An alleged U.S. government-enforced gag order on the provision of push notification data to state agencies can only cast significant doubt on the publicly avowed positions of tech giants on user privacy. In recent years, due to overwhelming concerns about the security of sensitive user data, leaders of the sector have made significant pledges to protect information stored on their platforms from both malign actors, and the prying eyes of states.
In September 2021, Apple’s CEO Tim Cook boldly declared that he believed “privacy is a basic human right,” and “one of the most consequential issues of our time.” He boasted of how his app store had implemented a privacy “nutrition label” system, outlining to users what information apps collect on them, and why:
We’re all about giving the user transparency and control… It sounds simple, but it’s a profound change. We’re working for the user. It’s not about a marketing slogan or a way to sell things. It’s a core value of ours.
Not long after, however, a sensitive FBI document released under freedom of information laws amply exposed such lofty principles to be very much “marketing slogans”. The file spelled out in concise yet shocking detail the FBI’s ability to secure messaging app content and associated metadata via warrants and subpoenas. Apple’s iMessage and WhatsApp were, markedly, the most forthcoming to approaches from U.S. authorities.
Dated January 7, 2021, and prepared by the FBI’s Science and Technology Branch and Operational Technology Division, it lists a number of popular messaging apps, the methods by which information can be extracted from them, and what data can be secured by investigators. The file notes that a subpoena submitted to WhatsApp’s owner Meta delivers “basic” user records, a court order “information like blocked users,” and a search warrant “address book contacts and WhatsApp users” who have the “target” saved as a contact.
A surveillance request known as a “pen register” compels WhatsApp to provide the FBI with the source and destination of a user’s messages every 15 minutes. The actual content apparently won’t be disclosed. Although, even without access to messages themselves, knowing who has been texting who, and when, is still highly revealing. For example, this data could be crucial in identifying who within an organisation has been leaking information to journalists.
WhatsApp messages can in any event be accessed by the FBI if an iPhone user has enabled iCloud backups.
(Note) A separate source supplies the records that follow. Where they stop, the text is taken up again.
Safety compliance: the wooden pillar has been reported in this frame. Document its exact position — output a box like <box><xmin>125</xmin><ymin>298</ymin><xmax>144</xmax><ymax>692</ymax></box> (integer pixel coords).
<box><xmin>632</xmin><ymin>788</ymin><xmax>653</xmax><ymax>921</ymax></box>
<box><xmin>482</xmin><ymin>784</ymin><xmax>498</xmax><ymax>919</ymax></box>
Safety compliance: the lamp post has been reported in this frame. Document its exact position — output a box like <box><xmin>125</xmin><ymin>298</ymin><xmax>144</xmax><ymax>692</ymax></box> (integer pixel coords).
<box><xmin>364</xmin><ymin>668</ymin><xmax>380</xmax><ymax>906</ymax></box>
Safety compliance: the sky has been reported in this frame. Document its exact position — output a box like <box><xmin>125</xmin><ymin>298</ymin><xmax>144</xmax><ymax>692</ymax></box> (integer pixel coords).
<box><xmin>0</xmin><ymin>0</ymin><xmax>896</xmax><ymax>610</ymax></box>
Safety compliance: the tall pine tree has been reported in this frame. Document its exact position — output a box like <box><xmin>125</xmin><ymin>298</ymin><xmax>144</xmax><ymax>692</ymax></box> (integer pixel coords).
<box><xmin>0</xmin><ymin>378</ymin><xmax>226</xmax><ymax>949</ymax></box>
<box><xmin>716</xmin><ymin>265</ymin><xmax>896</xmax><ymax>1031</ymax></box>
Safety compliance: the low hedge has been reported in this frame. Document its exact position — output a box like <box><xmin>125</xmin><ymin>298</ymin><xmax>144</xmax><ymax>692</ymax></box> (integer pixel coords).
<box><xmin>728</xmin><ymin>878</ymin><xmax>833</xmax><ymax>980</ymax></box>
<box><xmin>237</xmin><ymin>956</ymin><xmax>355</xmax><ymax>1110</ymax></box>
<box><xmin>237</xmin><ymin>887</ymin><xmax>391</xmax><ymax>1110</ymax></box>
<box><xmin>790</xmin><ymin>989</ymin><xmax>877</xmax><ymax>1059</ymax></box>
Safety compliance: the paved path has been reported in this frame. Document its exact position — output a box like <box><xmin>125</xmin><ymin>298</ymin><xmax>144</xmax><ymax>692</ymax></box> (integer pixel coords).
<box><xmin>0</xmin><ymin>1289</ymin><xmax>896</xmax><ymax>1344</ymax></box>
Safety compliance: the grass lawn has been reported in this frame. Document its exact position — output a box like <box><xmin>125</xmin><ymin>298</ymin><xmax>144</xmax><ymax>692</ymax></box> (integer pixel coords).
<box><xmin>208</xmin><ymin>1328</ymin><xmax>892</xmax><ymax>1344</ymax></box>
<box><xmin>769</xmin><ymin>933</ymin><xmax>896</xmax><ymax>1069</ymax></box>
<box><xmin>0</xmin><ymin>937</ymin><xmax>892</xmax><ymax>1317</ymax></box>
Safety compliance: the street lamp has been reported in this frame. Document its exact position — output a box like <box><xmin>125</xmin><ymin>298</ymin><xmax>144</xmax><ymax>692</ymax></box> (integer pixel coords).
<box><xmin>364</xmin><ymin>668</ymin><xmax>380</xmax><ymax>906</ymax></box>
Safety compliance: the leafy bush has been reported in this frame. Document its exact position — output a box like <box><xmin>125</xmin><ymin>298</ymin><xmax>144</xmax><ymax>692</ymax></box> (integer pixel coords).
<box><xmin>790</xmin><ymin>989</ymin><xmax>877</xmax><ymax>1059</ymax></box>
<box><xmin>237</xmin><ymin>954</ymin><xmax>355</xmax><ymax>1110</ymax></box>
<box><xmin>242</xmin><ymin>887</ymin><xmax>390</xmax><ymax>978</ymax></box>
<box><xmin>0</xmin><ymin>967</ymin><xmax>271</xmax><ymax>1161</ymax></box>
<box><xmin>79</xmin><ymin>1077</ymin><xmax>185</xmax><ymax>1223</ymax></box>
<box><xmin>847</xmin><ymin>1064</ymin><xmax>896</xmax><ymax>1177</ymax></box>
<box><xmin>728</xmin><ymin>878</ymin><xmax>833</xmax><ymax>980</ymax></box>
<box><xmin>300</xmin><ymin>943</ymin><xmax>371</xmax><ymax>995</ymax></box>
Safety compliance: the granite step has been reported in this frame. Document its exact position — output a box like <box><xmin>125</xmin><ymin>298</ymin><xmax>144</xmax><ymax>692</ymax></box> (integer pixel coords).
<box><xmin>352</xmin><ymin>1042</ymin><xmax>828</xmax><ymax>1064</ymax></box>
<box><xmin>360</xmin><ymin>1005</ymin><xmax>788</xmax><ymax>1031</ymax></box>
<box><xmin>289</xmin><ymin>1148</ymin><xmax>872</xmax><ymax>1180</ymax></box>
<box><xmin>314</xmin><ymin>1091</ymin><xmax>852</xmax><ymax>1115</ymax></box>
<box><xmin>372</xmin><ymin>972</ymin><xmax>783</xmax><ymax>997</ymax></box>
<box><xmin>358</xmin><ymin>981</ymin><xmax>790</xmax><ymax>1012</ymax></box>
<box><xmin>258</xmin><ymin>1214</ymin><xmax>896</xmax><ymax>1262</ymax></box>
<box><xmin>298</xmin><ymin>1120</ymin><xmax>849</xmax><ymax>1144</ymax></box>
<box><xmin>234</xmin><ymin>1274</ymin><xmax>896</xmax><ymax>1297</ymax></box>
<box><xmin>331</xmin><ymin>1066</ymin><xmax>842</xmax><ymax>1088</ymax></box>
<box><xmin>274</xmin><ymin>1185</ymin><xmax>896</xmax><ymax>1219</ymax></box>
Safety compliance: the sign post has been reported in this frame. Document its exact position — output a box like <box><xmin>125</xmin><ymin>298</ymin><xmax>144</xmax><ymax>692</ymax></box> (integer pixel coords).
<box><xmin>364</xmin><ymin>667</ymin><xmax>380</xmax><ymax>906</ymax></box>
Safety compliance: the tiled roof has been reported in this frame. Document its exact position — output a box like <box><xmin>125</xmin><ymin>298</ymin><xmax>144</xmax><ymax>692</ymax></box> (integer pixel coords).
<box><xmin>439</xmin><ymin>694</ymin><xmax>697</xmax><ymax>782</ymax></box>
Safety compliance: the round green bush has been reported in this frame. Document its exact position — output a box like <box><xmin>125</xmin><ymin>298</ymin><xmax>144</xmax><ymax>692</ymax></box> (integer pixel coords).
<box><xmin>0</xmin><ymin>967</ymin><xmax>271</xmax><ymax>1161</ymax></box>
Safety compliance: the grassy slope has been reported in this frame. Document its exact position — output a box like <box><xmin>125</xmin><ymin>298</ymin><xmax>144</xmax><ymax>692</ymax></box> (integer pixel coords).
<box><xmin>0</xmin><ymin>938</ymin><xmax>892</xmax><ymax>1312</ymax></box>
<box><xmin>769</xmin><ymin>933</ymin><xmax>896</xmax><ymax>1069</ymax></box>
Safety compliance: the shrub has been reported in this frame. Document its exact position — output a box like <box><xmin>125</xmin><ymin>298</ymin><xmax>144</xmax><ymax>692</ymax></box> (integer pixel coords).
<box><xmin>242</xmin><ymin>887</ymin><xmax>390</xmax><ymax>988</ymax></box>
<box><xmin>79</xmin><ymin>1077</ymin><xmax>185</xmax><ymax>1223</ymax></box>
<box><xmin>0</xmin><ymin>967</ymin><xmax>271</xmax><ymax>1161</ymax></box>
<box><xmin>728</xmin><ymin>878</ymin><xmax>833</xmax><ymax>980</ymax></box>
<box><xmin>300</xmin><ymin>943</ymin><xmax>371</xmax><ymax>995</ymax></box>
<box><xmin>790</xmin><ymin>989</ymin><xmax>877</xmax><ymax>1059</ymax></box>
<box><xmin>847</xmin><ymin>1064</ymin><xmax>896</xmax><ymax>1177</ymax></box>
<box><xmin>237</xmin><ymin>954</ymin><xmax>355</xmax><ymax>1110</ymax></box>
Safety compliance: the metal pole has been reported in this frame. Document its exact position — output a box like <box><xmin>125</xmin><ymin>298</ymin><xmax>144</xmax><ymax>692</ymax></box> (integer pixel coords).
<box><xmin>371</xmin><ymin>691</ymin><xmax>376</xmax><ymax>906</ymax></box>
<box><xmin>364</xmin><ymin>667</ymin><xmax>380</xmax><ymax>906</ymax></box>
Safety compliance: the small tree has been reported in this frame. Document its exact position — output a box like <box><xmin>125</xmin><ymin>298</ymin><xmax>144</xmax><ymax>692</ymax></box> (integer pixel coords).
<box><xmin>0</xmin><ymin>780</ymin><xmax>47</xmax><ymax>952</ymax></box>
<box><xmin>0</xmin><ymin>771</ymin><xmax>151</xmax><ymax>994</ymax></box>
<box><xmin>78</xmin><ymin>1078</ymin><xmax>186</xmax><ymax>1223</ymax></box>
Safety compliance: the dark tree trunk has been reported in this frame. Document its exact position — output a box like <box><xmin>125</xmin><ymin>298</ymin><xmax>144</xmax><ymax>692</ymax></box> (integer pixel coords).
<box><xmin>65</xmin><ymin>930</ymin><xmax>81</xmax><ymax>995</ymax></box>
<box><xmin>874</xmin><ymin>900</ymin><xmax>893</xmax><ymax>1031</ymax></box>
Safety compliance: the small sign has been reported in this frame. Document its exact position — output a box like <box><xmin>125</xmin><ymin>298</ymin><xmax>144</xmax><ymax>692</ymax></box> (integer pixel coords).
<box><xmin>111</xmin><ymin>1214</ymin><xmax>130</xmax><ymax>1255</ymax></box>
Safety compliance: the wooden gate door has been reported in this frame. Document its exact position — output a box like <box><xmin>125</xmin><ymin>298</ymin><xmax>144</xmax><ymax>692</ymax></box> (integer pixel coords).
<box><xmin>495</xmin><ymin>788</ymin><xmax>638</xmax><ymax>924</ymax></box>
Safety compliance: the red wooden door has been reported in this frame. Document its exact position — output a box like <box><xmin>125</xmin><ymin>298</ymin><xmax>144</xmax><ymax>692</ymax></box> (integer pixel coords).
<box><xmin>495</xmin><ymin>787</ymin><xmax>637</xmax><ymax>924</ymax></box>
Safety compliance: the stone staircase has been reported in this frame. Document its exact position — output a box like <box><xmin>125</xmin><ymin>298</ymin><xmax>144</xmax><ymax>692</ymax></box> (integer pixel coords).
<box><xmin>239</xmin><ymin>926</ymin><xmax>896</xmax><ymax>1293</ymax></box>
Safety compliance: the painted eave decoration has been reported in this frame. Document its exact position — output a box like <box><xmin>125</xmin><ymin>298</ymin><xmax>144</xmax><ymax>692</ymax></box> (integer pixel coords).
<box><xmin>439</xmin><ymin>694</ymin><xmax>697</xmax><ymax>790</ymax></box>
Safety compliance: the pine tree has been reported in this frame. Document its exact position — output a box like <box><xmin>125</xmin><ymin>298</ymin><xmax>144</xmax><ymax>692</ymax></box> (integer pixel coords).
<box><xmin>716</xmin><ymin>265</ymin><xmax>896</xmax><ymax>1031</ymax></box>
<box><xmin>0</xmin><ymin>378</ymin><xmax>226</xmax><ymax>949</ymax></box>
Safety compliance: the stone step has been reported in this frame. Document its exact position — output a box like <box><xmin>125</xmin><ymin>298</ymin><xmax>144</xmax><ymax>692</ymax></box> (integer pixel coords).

Apple turns over iCloud encryption keys in response to FBI warrants as a matter of policy, which unlocks iMessage content. Data requests filed under 18 U.S. Code § 2703 turn up “25 days of iMessage lookups to and from a target number.”
Meanwhile, WhatsApp is the only messaging platform listed that offers the Bureau close-to real-time disclosure of data. The guide, no doubt with some chagrin, records how the slow pace with which other apps provide information “may impact investigations due to delivery delays.”
By contrast, investigators can access little information on users of Signal, except the date and time a user registered, and the last time they were active on the app. Telegram’s strict policy of not cooperating with court orders, apart from in the context of “confirmed terrorist investigations,” when the app may disclose IP addresses and phone numbers to relevant authorities, is also noted.
Push notifications offer a significantly more intimate trove, for ready access by security and intelligence agencies the world over. Mercifully, for the time being at least, it is an individual’s discretion whether they ‘opt in’ for these updates. The vast profusion of apps and websites that today relentlessly bombard visitors and users with invitations to do so tends to suggest the option may cease to exist outright, should Wyden’s disclosures provoke sufficient controversy.